Un iter che può essere interpretato in diversi modi e che IIT e INAIL, assieme, hanno scelto di implementare mettendo al centro le necessità dell’utente e coinvolgendolo nell’ideazione di ogni progetto sin dal principio. Molto si punta anche sulla qualità, ma solo su quella certificata, tenendo sempre come riferimento il certificato ISO 13485, e rispettando lo standard di qualità  specifico che viene richiesto alle aziende del settore medicale.

Un approccio che guarda verso il futuro con pragmatismo, come conferma la scelta di investire sulla proprietà intellettuale. Ciò significa dare la priorità, non alle pubblicazioni scientifiche, ma ai brevetti. Quando si pensa ai dispositivi da realizzare, lo si fa non perché possano diventare celebri ma affinché siano uno strumento per migliorare le condizioni di vita di più persone possibili.

Un esempio fresco e del tutto esplicativo di impatto sulla quotidianità delle persone che un progetto di Rehab Technologies Lab deve avere è quello legato alle paratie Anti-Covid realizzate su richiesta del Ministero dei Trasporti Italiano nel 2021. In tempi di emergenza Covid, i ricercatori del laboratorio avevano infatti lavorato a un prototipo di divisori per i treni e per i bus a bassa percorrenza, mirato a consentire la capienza al 100% dei mezzi di trasporti nel pieno rispetto del distanziamento reso necessario dalle normative anti-Covid 19.

A questo progetto concreto di trasferimento tecnologico si può affiancare lo spin off nato nel 2016 con lo stesso scopo. Si tratta della medical company Movendo Technology attiva nel settore della robotica riabilitativa attraverso lo sviluppo di dispositivi medici ad alto livello di tecnologia ma anche di estetica. E soprattutto in grado di soddisfare le esigenze degli utenti in fase di riabilitazione, affiancando i professionisti sanitari che li seguono.

Ricerca continua, in un continuum tra uomo e macchina

Lapalissiano affermare che, per assicurare un trasferimento tecnologico continuo verso la società, altrettanto continuo deve essere il lavoro di ricerca. O i lavori di ricerca, nel caso di Rehab Technologies Lab che coltiva in parallelo due filoni, quello scientifico e quello focalizzato sulle cosidette human technologies.
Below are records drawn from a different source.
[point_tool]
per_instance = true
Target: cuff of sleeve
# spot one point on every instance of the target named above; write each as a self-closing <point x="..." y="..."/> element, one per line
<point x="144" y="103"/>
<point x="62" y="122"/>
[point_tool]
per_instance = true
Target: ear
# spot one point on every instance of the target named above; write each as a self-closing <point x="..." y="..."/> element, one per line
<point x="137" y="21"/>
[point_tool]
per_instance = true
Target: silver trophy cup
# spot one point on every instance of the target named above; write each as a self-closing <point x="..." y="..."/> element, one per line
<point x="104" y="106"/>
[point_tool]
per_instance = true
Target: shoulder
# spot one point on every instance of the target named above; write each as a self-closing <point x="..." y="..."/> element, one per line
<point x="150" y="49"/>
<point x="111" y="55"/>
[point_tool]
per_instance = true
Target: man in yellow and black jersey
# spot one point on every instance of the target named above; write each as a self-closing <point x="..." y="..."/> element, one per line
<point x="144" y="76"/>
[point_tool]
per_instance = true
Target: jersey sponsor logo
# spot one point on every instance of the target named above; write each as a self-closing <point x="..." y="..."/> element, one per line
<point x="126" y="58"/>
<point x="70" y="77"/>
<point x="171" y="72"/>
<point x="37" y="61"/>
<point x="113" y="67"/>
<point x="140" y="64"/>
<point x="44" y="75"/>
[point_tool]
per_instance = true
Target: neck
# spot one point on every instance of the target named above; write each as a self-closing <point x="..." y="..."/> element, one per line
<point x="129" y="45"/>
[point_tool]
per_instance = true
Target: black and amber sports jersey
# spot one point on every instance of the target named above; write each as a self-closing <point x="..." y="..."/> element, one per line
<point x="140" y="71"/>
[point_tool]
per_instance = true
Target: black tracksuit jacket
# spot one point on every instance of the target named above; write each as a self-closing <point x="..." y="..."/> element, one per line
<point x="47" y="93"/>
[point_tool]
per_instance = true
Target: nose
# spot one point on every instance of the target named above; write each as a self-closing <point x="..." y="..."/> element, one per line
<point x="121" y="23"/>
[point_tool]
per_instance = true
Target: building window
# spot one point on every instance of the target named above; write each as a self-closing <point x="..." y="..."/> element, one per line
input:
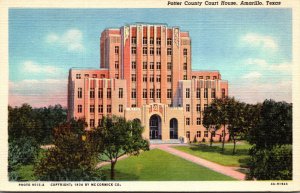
<point x="144" y="93"/>
<point x="120" y="108"/>
<point x="198" y="93"/>
<point x="144" y="65"/>
<point x="108" y="108"/>
<point x="79" y="93"/>
<point x="133" y="65"/>
<point x="108" y="93"/>
<point x="213" y="93"/>
<point x="116" y="49"/>
<point x="116" y="64"/>
<point x="144" y="77"/>
<point x="100" y="108"/>
<point x="151" y="41"/>
<point x="133" y="50"/>
<point x="185" y="66"/>
<point x="133" y="93"/>
<point x="92" y="93"/>
<point x="223" y="92"/>
<point x="213" y="134"/>
<point x="205" y="133"/>
<point x="185" y="52"/>
<point x="151" y="51"/>
<point x="169" y="66"/>
<point x="169" y="51"/>
<point x="92" y="108"/>
<point x="187" y="121"/>
<point x="157" y="93"/>
<point x="169" y="93"/>
<point x="157" y="78"/>
<point x="144" y="40"/>
<point x="158" y="41"/>
<point x="187" y="108"/>
<point x="198" y="121"/>
<point x="169" y="78"/>
<point x="205" y="93"/>
<point x="187" y="93"/>
<point x="188" y="135"/>
<point x="120" y="93"/>
<point x="92" y="122"/>
<point x="79" y="108"/>
<point x="158" y="65"/>
<point x="158" y="51"/>
<point x="198" y="108"/>
<point x="151" y="78"/>
<point x="169" y="41"/>
<point x="100" y="93"/>
<point x="133" y="40"/>
<point x="151" y="65"/>
<point x="205" y="106"/>
<point x="145" y="50"/>
<point x="133" y="77"/>
<point x="151" y="93"/>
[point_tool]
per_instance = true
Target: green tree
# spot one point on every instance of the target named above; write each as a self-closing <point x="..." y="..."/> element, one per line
<point x="271" y="136"/>
<point x="50" y="117"/>
<point x="218" y="115"/>
<point x="116" y="137"/>
<point x="71" y="158"/>
<point x="274" y="126"/>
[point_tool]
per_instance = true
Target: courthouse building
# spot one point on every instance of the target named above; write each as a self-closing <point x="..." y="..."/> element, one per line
<point x="146" y="74"/>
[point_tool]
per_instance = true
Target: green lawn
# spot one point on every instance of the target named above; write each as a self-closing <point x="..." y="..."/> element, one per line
<point x="214" y="153"/>
<point x="158" y="165"/>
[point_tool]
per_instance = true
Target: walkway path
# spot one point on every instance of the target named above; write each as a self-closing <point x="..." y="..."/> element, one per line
<point x="228" y="171"/>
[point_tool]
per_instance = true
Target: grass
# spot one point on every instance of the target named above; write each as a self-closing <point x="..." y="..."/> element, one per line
<point x="156" y="165"/>
<point x="214" y="153"/>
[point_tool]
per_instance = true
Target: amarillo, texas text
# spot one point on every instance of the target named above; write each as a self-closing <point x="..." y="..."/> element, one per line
<point x="211" y="3"/>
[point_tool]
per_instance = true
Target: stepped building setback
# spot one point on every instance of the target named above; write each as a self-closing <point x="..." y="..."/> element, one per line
<point x="146" y="74"/>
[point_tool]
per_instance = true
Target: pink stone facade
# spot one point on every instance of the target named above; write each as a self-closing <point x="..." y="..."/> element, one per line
<point x="146" y="74"/>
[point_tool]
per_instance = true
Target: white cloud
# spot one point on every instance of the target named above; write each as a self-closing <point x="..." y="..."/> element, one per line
<point x="71" y="39"/>
<point x="264" y="65"/>
<point x="38" y="93"/>
<point x="252" y="75"/>
<point x="33" y="67"/>
<point x="260" y="41"/>
<point x="253" y="92"/>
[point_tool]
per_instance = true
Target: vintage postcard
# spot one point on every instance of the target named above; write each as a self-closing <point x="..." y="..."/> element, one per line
<point x="149" y="96"/>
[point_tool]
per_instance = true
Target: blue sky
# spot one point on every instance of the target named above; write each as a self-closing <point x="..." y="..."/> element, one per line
<point x="252" y="48"/>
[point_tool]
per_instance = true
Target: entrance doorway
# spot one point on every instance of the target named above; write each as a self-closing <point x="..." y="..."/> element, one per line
<point x="173" y="129"/>
<point x="155" y="127"/>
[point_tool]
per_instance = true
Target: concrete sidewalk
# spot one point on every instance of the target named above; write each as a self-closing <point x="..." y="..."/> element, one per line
<point x="228" y="171"/>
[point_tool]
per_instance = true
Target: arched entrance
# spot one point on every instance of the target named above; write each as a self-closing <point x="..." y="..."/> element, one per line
<point x="173" y="129"/>
<point x="155" y="127"/>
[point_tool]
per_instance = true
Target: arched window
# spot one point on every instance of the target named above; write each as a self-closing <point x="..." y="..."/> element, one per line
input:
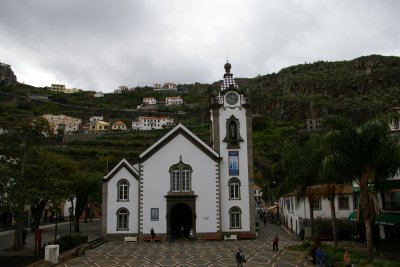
<point x="123" y="190"/>
<point x="232" y="136"/>
<point x="181" y="178"/>
<point x="232" y="130"/>
<point x="234" y="188"/>
<point x="122" y="219"/>
<point x="235" y="218"/>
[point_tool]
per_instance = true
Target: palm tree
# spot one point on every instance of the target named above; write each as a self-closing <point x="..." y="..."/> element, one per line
<point x="364" y="155"/>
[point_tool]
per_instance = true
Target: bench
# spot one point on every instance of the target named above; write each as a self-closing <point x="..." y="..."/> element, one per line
<point x="230" y="237"/>
<point x="147" y="238"/>
<point x="247" y="236"/>
<point x="212" y="237"/>
<point x="325" y="237"/>
<point x="130" y="238"/>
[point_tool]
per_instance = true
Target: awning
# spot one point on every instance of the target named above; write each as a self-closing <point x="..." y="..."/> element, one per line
<point x="388" y="219"/>
<point x="353" y="216"/>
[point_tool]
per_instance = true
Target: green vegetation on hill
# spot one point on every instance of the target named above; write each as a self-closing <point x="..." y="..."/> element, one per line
<point x="358" y="89"/>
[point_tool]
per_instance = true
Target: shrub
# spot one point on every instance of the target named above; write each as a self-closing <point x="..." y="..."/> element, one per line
<point x="67" y="242"/>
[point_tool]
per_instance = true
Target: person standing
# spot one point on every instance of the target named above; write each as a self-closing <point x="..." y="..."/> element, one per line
<point x="171" y="237"/>
<point x="320" y="256"/>
<point x="24" y="235"/>
<point x="240" y="259"/>
<point x="346" y="258"/>
<point x="191" y="235"/>
<point x="275" y="242"/>
<point x="152" y="234"/>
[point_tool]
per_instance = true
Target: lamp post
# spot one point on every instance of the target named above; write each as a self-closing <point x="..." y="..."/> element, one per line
<point x="71" y="212"/>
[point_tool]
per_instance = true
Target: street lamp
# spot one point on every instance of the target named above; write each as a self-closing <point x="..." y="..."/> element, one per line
<point x="71" y="212"/>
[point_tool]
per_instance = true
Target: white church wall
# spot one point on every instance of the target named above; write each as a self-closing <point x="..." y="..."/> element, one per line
<point x="156" y="181"/>
<point x="243" y="202"/>
<point x="114" y="205"/>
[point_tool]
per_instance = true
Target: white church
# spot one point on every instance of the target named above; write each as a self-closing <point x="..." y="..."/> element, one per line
<point x="182" y="182"/>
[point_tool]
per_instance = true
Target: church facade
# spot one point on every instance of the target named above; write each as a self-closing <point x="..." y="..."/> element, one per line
<point x="180" y="182"/>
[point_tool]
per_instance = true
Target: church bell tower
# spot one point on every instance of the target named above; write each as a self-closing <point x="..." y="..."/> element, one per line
<point x="231" y="136"/>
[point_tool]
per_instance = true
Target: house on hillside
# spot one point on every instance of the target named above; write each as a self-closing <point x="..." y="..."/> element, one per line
<point x="62" y="123"/>
<point x="173" y="100"/>
<point x="98" y="94"/>
<point x="99" y="126"/>
<point x="144" y="123"/>
<point x="61" y="88"/>
<point x="96" y="118"/>
<point x="295" y="214"/>
<point x="180" y="182"/>
<point x="118" y="126"/>
<point x="149" y="100"/>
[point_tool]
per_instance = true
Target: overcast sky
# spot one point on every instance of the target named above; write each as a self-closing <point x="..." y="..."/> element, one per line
<point x="99" y="45"/>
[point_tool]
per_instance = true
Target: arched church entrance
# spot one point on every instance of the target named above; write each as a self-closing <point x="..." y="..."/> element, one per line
<point x="181" y="218"/>
<point x="181" y="212"/>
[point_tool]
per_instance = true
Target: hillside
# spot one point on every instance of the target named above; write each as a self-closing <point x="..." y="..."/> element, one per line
<point x="358" y="89"/>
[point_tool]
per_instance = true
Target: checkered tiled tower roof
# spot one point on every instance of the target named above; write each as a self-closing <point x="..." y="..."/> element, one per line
<point x="228" y="81"/>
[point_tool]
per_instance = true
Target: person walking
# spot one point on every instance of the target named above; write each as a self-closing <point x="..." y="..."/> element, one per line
<point x="320" y="256"/>
<point x="346" y="258"/>
<point x="171" y="237"/>
<point x="152" y="234"/>
<point x="191" y="235"/>
<point x="275" y="242"/>
<point x="240" y="259"/>
<point x="24" y="235"/>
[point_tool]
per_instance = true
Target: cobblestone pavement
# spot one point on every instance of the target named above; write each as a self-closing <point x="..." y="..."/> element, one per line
<point x="201" y="253"/>
<point x="210" y="253"/>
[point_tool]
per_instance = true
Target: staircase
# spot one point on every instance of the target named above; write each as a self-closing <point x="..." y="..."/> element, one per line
<point x="96" y="242"/>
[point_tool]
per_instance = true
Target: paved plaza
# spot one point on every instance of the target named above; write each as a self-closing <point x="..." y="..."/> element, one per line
<point x="201" y="253"/>
<point x="210" y="253"/>
<point x="180" y="253"/>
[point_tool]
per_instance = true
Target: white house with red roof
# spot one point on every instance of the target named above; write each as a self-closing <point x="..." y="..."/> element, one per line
<point x="173" y="100"/>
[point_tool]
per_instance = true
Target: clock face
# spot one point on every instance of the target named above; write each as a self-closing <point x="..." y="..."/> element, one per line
<point x="231" y="98"/>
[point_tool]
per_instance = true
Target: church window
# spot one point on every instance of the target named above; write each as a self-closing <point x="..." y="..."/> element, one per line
<point x="235" y="218"/>
<point x="123" y="190"/>
<point x="122" y="219"/>
<point x="232" y="133"/>
<point x="234" y="188"/>
<point x="181" y="177"/>
<point x="176" y="185"/>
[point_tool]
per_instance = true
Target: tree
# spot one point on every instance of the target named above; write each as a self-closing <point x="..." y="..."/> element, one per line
<point x="303" y="172"/>
<point x="52" y="177"/>
<point x="87" y="186"/>
<point x="19" y="146"/>
<point x="365" y="155"/>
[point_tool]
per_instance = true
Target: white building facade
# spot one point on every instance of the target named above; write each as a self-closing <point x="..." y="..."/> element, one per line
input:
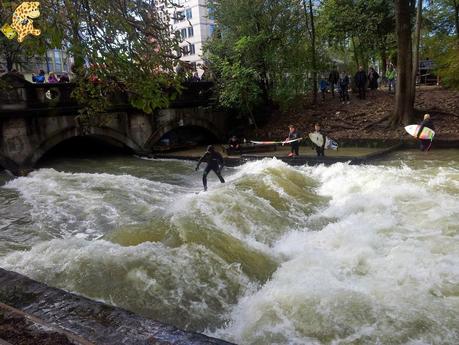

Nel primo studia le correlazioni neurali dei disturbi motori partendo dai dati di elettroencefalogramma ad alta densità di popolazioni neurologiche, per estrarre metriche basate sulla connettività. Allo stesso tempo sta indagando nuovi biomarcatori neuro meccanici basati su misurazioni elettrofisiologiche, cinematiche e comportamentali, per riuscire a caratterizzare la produzione motoria volontaria, per esempio in caso di ictus.

Il ramo di ricerca Human-Technology Systems riguarda invece le interazioni tra persone e tecnologie, in particolare quelle utilizzate per realizzare protesi assistive e riabilitative. Un verticale decisamente interdisciplinare che abbraccia l’ergonomia cognitiva e la neuroergonomia, ma anche i processi cognitivo-comportamentali come l’embodiment e la presenza. Il primo termine si riferisce alla sensazione che una protesi faccia parte della propria rappresentazione corporea, nonostante costituisca un oggetto esterno al corpo umano. La presenza è invece la sensazione di condividere lo stesso spazio e il tempo con un altro oggetto o attraverso un mezzo.

Analizzando questi e altri aspetti, i ricercatori vogliono sviluppare nuove soluzioni di biofeedback per lo sviluppo di nuovi paradigmi di integrazione uomo-tecnologia. Un esempio già  pronto è il training di biofeedback respiratorio spazialmente aumentato per migliorare l’incarnazione degli arti artificiali. Un altro esempio allo studio è un biofeedback in contesti virtuali che aiuti le persone ad addormentarsi, ideato in collaborazione con SRI International. E poi c’è EyeBCI, progetto dedicato al movimento dello sguardo. Tracciandolo e sfruttando interfacce cervello-computer si vuole trovare un modo per valutare lo stress e il carico di lavoro e formazione di attenzione/rilassamento, mantenendo sempre alta l’attenzione sull’accessibilità e sull’ergonomia. Come in tutti i progetti di Rehab Technologies Lab, l’inclusione deve essere garantita.